EDITORIAL: For West Port Arthur, a satisfactory outcome
Published 3:59 pm Friday, April 19, 2019
If not a wholly happy ending for everyone, creation of a new community park and garden in West Port Arthur is as satisfying a story conclusion as citizens might have wanted.
The one-acre garden was opened Wednesday with 35 raised beds — adoption of a bed comes free — a covered gathering area for the community and a children’s playground area.
Valero paid about $1 million to plan and develop the park and garden and to establish a fund to maintain its care without demands on city resources. Community members shared in the planning.
Valero’s efforts came about after the Texas Commission on Environmental Quality charged that the refinery — the area’s oldest — had violated standards on air quality emissions. Valero, which denied those allegations, offered to fund a supplemental environmental project to mitigate penalties.
Thus, the West Port Arthur Park & Community Garden, located not far from the refinery, for which ground was broken last May. The idea was to establish something good for residents who might have suffered from the refinery’s sins of emission. There is some justice in that.

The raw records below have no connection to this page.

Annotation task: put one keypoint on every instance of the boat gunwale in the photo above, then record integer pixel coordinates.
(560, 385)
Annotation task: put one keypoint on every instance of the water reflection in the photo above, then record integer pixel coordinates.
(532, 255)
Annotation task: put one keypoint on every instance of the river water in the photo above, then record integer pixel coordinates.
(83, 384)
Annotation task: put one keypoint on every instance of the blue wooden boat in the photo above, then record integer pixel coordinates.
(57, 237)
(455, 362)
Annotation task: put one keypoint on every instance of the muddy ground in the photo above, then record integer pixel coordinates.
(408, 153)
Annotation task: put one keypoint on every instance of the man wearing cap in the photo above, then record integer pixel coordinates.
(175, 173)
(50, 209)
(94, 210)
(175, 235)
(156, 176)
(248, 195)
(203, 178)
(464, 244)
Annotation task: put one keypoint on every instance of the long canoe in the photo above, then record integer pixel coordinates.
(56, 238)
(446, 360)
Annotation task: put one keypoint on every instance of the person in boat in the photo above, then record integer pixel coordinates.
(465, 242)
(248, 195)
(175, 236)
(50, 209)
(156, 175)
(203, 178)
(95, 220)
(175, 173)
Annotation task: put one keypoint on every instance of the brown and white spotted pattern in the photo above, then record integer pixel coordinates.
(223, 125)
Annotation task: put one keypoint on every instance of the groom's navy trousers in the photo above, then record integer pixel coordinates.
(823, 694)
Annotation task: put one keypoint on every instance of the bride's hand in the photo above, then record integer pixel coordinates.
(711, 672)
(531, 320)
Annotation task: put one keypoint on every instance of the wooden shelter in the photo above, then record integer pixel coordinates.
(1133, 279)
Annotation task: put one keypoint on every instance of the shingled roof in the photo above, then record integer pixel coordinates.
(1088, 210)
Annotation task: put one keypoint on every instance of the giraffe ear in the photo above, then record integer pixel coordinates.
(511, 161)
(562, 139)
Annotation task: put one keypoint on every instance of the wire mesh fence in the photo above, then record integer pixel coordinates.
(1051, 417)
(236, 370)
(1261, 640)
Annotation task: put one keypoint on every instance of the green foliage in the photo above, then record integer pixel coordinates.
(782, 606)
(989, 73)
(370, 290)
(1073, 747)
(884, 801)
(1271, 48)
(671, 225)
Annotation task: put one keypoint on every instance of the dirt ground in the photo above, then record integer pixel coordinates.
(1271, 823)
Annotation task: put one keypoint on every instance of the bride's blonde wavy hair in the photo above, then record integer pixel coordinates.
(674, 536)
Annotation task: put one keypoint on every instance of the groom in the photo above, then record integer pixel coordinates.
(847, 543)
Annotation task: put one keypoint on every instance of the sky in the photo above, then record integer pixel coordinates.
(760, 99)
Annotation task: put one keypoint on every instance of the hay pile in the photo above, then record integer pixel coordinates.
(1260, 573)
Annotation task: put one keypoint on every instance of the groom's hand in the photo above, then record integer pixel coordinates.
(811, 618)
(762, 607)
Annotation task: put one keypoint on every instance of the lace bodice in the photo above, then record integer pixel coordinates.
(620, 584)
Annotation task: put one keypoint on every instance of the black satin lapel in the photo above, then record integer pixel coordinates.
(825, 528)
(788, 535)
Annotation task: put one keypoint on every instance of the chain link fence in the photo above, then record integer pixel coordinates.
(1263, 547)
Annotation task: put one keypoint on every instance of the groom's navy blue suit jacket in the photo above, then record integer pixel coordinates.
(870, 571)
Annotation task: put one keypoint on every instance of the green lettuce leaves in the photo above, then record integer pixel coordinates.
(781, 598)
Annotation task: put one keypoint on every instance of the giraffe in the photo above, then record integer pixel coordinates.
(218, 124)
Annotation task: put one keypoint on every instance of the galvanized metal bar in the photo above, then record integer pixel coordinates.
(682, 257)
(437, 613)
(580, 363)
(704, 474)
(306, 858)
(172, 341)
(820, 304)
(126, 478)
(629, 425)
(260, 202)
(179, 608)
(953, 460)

Planting began after an hourlong ceremony that included comments from the community governing board that will oversee the facility, from representatives of TCEQ and from Valero. Those present seemed pleased with the outcome; 22 garden beds were adopted before ceremonies commenced.
Mark Skobel, refinery manager, recollected time spent from his own youth tending a family garden of about the same size in his western Pennsylvania home. His father mined coal.
But John Beard, former city councilman and chairman of PACAN, which advocates for a clean environment, shared with this newspaper his own take on the project, which was less celebratory.
Beard pointed to past environmental problems and industrial expansions that surround West Port Arthur, in an area which he referred to as a “toxic zone,” and suggested that, “While some precautions have been taken, it must be understood that there is no mitigation for the atmospheric fallout pollution from these sources; no protection from the dust laced with heavy metals, or acid rain from emissions, or petroleum coke dust from these sources.”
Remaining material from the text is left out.